Higher Education Student Affairs (HESA) Concentration
Higher Education Student Affairs (HESA)
The Lewis & Clark Graduate School of Education & Counseling is committed to the exploration of new ideas, the pursuit of best practices in education, and the promotion of open dialogue, inquiry, respect, and social action to enhance learning.
The HESA doctoral concentration offers a graduate degree that prepares student affairs scholar-practitioner leaders with a deep commitment to equity, diversity, and social justice; and with a willingness to use collaborative discourse and inquiry to generate bold ideas that advance the student affairs profession and enhance the educational experiences of all college and university students that they serve.
A Social Justice Focus
A commitment to social justice in the field of student affairs administration today means advocating for full and equal participation of all students in higher education. It concerns creating intentional, inclusive communities where all voices are heard. Student affairs divisions, programs, and professionals with explicit commitments to social justice, on campuses across the nation, work to provide services and programming for students who have historically been underserved in higher education, they develop and facilitate programming that prepares students to navigate an increasingly diverse world, they lead social justice education programs, and work against prejudice, discrimination, and oppression within colleges and universities across the nation.

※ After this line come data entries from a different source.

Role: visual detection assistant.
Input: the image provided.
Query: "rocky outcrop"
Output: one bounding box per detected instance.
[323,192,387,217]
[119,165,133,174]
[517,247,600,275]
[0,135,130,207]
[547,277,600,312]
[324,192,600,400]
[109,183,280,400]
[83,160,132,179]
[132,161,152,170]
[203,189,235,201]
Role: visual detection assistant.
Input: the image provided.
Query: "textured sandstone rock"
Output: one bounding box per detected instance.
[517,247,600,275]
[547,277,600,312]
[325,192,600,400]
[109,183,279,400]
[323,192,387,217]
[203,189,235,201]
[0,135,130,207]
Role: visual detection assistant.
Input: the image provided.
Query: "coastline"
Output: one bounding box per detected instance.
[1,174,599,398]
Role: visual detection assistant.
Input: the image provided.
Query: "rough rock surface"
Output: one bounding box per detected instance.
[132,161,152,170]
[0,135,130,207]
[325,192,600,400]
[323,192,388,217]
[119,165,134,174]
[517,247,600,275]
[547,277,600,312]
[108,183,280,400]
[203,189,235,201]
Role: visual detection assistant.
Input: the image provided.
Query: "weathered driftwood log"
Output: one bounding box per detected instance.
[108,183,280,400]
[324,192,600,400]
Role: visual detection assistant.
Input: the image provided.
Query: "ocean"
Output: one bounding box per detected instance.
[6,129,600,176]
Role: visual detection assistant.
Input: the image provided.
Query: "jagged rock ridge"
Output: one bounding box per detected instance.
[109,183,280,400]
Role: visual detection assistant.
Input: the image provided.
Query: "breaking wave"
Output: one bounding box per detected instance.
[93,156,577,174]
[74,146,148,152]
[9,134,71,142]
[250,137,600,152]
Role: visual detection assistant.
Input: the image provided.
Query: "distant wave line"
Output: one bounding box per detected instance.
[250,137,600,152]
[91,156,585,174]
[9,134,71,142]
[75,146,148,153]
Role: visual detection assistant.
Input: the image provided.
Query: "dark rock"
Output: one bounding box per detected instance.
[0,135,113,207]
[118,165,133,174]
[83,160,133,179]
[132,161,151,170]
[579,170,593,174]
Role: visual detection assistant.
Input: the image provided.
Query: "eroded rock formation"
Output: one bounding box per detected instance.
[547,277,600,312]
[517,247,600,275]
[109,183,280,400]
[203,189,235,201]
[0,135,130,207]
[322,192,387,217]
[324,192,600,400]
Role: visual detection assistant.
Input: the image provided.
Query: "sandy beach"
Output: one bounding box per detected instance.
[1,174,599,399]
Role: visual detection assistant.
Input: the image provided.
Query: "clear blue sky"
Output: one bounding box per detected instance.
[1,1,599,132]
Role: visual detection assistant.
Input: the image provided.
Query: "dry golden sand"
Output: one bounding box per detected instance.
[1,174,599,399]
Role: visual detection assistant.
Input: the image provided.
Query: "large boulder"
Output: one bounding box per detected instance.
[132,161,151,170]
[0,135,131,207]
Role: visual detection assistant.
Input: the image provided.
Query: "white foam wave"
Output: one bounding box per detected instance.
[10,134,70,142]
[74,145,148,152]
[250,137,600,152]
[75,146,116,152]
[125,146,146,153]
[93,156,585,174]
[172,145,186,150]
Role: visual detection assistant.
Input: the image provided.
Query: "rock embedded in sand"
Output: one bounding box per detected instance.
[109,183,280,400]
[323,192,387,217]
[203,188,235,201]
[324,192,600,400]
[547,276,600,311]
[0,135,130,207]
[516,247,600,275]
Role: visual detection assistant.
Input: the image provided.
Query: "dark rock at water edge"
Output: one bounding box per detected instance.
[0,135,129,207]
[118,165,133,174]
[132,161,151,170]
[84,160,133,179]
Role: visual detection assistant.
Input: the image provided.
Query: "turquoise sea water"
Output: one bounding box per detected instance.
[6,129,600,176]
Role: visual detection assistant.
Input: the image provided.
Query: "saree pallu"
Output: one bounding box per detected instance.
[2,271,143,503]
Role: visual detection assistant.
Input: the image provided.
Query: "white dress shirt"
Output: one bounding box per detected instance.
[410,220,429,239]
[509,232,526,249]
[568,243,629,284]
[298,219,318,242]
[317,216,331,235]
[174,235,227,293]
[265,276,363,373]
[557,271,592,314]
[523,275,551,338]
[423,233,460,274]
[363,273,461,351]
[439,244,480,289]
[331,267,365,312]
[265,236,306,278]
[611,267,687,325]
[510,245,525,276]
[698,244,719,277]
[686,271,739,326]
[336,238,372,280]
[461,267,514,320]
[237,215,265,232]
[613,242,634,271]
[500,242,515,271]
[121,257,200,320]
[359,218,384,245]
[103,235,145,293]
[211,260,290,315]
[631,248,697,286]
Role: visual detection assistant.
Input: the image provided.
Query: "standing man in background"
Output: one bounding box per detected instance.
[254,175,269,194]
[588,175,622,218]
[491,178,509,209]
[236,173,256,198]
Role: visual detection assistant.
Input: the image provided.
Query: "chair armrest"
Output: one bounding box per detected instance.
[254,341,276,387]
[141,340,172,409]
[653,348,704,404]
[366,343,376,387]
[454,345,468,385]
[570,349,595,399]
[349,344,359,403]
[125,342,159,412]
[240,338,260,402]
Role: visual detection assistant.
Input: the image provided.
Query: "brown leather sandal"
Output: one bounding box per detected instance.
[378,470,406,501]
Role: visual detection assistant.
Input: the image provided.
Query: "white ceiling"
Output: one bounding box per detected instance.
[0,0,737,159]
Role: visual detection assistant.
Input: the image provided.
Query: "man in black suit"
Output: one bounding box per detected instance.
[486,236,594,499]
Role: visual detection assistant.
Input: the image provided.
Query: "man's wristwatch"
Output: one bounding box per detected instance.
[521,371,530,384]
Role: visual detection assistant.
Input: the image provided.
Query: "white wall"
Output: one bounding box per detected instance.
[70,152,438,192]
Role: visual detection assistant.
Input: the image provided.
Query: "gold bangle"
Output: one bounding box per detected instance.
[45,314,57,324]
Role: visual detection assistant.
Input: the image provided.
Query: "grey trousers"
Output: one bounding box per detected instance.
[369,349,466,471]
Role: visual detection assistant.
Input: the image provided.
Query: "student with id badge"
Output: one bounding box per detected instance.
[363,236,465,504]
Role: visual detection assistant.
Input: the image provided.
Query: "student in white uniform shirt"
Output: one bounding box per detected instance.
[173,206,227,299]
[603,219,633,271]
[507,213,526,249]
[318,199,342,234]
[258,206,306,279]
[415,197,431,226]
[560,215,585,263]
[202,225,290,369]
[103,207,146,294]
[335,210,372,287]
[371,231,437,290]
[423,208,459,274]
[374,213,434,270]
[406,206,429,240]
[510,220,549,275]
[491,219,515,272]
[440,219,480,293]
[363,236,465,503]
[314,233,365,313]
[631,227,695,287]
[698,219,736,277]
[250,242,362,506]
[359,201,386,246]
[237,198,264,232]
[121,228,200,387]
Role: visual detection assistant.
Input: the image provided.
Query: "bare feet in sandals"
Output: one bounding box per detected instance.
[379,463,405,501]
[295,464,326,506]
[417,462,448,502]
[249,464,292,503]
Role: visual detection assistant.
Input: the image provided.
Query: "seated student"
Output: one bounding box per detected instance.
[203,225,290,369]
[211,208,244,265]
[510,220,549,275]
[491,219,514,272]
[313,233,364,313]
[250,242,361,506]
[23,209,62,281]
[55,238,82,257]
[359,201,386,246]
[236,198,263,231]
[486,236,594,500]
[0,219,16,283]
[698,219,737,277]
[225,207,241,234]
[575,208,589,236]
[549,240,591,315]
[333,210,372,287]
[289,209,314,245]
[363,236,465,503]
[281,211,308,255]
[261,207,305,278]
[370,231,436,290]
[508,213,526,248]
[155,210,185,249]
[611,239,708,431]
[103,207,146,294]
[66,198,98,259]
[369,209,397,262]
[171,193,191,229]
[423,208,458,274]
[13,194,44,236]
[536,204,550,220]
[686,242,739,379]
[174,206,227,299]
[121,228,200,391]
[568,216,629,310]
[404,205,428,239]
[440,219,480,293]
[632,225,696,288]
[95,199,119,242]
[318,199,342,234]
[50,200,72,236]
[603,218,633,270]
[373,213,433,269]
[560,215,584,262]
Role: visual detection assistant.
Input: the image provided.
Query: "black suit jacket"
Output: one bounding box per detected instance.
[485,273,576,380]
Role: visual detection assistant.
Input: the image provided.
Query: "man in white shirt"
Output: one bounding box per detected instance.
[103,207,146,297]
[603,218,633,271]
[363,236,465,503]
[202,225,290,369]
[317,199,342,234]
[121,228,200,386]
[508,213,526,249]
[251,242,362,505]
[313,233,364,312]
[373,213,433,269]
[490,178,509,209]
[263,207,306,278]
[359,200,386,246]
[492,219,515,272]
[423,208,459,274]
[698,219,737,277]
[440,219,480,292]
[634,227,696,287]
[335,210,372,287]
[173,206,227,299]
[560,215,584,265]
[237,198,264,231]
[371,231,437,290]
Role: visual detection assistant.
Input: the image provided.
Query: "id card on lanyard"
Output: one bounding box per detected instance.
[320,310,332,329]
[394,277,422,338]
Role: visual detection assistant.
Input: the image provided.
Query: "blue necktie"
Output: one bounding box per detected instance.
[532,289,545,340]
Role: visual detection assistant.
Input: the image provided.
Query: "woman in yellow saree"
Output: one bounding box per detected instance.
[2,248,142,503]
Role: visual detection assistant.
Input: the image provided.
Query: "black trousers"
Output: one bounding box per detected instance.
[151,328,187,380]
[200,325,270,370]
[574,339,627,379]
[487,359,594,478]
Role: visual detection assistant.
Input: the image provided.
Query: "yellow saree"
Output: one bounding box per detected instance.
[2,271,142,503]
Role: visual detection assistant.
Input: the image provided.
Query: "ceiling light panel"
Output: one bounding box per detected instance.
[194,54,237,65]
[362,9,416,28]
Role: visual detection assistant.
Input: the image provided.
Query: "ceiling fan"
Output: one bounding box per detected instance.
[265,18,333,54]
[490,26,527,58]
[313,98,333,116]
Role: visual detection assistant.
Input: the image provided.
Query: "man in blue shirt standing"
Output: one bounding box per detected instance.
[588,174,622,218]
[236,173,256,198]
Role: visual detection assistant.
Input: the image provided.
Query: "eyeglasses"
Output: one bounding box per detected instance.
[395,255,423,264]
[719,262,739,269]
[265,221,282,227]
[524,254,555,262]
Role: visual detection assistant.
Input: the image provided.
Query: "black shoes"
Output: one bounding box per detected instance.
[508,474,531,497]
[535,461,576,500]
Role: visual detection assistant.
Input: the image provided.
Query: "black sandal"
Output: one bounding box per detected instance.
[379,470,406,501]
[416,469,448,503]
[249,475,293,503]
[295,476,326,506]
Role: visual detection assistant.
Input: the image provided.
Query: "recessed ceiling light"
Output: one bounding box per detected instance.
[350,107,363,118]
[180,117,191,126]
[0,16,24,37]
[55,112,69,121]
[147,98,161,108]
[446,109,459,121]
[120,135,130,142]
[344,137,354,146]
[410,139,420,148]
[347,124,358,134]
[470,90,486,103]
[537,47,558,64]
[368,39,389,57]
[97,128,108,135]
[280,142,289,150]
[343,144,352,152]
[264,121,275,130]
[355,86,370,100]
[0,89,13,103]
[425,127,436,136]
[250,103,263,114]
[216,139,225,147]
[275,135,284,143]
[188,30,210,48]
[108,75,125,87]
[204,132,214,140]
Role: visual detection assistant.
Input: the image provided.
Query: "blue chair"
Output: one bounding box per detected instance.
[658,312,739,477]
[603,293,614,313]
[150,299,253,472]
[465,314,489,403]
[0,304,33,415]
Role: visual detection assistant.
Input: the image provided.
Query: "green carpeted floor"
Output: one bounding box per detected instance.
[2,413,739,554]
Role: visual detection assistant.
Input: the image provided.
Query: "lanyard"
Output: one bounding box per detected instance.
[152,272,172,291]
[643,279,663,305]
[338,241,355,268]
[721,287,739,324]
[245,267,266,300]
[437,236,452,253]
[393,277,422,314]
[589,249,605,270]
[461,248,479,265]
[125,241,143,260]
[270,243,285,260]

In accordance with the Student Affairs Professional Competency Areas, jointly developed by ACPA and NASPA, students who complete the Lewis & Clark Doctoral Program in Educational Leadership within the HESA concentration will demonstrate competency in the following ten areas: Advising and Helping; Assessment, Evaluation, and Research; Equity, Diversity, and Inclusion; Ethical Professional Practice; History, Philosophy, and Values; Human and Organizational Resources; Law, Policy, and Governance; Leadership; Personal Foundations; Student Learning & Development.
All Lewis & Clark doctoral students are expected to develop as scholar-practitioners who can bring theory and inquiry to bear on pressing problems of injustice in education.
Credits: 60 semester hours
Program Start Date: Summer
Program Length: Approximately 3 years of part-time study (weekend, evening, and July summer classes)
Location: All classes are offered on the Lewis & Clark campus
Faculty Director: Mollie Galloway and Sue Feldman
Students recruited and admitted into the concentration will primarily be those who can attend classes one weekend a month and four weeks in July and fit one of two criteria:
- Professionals currently working in the field of higher education and seeking a terminal degree in order to move up into an upper-level position in the profession.
- Master’s level recipients with experiences in P-20 education, student affairs, and/or volunteer work, whom are attracted to providing leadership in the areas of education whether that be in the area of policy, student affairs, and other areas of higher education.